Stockage et élimination des déchets de mercure et sites contaminés : les États membres devraient identifier et assainir tous les sites contaminés par le mercure. D’ici au 1er janvier 2020, ils devraient soumettre à la Commission leurs stratégies nationales pour la décontamination des sites recensés sur leur territoire.

Élimination des déchets de mercure : les députés ont proposé que les déchets de mercure soient éliminés de façon permanente et d’une manière écologiquement rationnelle. Avant leur élimination, les déchets de mercure devraient être convertis en sulfure de mercure à l’aide des meilleures technologies disponibles et solidifiés.

Les déchets de mercure devraient être éliminés dans des sites en surface ou en sub-surface agréés destinés à l’élimination des déchets de mercure et équipés à cet effet et offrant un niveau de sûreté et de confinement approprié.

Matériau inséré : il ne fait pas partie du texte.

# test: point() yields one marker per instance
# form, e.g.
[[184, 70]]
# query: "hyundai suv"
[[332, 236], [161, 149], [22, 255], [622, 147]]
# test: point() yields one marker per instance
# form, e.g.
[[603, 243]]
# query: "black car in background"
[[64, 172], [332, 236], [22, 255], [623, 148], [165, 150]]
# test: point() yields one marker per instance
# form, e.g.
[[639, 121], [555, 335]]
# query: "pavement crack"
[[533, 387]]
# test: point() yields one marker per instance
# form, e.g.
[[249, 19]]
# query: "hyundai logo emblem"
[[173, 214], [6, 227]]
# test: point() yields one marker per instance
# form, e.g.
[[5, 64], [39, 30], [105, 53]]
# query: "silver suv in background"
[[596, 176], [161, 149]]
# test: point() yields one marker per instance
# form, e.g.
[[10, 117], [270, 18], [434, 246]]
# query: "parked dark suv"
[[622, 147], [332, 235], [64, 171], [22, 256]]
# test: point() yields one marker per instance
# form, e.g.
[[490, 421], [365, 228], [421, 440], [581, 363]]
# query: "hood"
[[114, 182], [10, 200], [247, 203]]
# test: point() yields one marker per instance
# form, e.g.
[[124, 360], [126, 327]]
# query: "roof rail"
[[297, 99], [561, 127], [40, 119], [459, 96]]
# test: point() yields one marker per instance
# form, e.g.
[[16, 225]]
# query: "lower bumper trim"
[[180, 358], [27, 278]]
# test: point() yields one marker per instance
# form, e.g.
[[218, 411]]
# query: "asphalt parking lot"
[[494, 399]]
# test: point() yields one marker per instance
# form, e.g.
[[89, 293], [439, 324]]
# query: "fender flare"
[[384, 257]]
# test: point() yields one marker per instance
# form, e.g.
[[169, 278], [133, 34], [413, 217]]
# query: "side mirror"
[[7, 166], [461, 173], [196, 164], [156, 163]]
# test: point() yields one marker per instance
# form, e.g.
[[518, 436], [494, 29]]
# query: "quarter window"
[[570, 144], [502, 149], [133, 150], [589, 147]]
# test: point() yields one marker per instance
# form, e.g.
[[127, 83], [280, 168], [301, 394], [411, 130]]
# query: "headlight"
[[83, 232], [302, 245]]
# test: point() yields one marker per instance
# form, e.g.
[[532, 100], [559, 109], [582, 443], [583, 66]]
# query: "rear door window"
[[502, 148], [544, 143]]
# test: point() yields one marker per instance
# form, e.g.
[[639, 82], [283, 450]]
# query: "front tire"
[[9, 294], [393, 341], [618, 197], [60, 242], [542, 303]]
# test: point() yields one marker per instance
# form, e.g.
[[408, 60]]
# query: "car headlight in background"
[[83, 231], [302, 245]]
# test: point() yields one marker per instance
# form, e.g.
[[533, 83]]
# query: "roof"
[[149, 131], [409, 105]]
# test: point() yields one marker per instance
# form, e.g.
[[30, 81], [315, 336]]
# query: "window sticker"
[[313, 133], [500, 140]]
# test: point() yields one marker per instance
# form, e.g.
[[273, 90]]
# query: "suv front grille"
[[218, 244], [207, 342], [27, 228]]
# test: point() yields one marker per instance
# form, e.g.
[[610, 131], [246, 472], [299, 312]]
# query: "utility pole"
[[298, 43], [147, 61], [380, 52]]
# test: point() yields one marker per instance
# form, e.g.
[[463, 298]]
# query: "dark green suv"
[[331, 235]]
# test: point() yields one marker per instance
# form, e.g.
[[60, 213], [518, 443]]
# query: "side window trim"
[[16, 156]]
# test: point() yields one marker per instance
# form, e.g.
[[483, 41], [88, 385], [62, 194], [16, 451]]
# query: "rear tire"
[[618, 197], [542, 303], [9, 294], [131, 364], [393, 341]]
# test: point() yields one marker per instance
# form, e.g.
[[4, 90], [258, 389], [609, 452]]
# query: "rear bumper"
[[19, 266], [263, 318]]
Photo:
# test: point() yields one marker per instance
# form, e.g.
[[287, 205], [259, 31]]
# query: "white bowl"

Les déchets de mercure pourraient être stockés de façon temporaire sous forme liquide dans l’attente de leur conversion en sulfure de mercure et de leur solidification pour une durée maximale de trois ans après être devenus des déchets, à condition que ce stockage se fasse exclusivement dans des sites de surface destinés au stockage temporaire de déchets de mercure et équipés à cet effet.

Les députés ont demandé que tout type d’incinération ou de co-incinération de déchets de mercure soit interdit.

Traçabilité : au 1er janvier 2019 au plus tard, la Commission devrait créer un outil pour garantir la traçabilité des déchets de mercure tout au long de la chaîne et couvrant tous les acteurs impliqués.

Sanctions et rapports : en vue de prévenir la criminalité organisée, les États membres devraient déterminer le régime des sanctions applicables en cas de violation du règlement et prendre toute mesure nécessaire pour garantir leur mise en œuvre.

Tout transfert de mercure et de composés du mercure entre sites industriels au sein d’un État membre devrait être enregistré par cet État membre et communiqué à la Commission.

Au plus tard le 31 décembre 2025, la Commission devrait procéder à la révision du règlement.